Poco importa quanto sia arduo trovare qualcuno nel mondo imprenditoriale o finanziario disposto a dire qualcosa di carino in questi giorni su Recep Tayyip Erdoğan o sull’Akp che ha guidato prima della sua ascesa alla presidenza nel 2014. Ma fate attenzione: sebbene si supponga che il presidente della Turchia sia sopra le parti, Erdoğan resta ben saldo al timone.

In effetti, è stata la strategia del divide et impera di Erdoğan – che alimenta il populismo religioso e il sentimento nazionalista e infiamma la tensione etnica con i curdi – a portare l’Akp alla vittoria. Probabilmente, questa era l’unica strategia che potesse funzionare.
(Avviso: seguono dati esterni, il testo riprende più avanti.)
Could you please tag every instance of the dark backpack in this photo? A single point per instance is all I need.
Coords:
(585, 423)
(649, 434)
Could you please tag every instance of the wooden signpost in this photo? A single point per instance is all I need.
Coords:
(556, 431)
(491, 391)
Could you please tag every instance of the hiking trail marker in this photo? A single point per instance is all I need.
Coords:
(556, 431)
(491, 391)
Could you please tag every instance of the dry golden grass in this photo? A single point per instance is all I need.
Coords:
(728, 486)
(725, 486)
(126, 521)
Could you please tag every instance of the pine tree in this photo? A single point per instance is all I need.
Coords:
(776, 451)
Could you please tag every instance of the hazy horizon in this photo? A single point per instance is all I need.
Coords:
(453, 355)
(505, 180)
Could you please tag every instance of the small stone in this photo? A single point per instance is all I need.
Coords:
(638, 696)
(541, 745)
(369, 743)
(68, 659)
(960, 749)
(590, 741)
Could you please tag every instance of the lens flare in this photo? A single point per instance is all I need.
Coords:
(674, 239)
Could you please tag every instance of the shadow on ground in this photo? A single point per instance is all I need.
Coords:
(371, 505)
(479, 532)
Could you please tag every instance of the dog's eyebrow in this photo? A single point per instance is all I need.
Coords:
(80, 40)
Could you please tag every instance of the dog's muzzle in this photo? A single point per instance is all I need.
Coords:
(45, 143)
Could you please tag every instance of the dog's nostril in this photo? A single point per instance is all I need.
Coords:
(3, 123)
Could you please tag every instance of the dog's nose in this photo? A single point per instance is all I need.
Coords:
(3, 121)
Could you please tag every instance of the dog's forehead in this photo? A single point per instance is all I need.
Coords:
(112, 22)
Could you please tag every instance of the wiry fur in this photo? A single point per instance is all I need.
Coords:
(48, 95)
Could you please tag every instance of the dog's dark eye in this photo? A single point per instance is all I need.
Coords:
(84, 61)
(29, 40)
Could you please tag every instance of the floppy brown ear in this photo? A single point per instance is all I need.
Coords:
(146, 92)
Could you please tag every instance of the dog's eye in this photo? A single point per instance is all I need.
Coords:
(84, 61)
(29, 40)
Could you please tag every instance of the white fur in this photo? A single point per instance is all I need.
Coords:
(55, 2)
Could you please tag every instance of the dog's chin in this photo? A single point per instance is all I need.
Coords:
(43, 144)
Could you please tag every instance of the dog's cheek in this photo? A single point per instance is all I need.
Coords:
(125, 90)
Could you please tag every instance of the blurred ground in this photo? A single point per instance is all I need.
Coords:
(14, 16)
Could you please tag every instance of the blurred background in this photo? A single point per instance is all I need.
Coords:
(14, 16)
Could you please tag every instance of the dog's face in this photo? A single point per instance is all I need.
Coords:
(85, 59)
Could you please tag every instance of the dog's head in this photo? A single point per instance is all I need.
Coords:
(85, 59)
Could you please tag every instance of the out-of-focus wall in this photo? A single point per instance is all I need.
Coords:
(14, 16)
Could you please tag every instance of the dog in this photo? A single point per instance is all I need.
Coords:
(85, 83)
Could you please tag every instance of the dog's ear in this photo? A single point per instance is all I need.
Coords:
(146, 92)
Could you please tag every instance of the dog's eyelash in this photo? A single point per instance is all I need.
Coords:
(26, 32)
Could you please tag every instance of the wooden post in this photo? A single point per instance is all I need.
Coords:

Dopo tutto, il suo regime ha allontanato i liberali con i suoi attacchi ai media; gli imprenditori con l’espropriazione delle aziende così da unirsi agli alleati di un tempo nel cosiddetto movimento Gülen; e l’Occidente con i toni di scontro e la posizione incoerente sullo Stato islamico.

Eppure i mercati finanziari, evidentemente premiando la stabilità, hanno accolto positivamente il risultato. Gli investitori hanno creduto che un governo di maggioranza Akp fosse decisamente meglio della probabile alternativa: un periodo di incertezza politica, seguito da una debole e indecisa coalizione o da un’amministrazione di minoranza. In questo caso, però, è mancato un po’ di buon senso.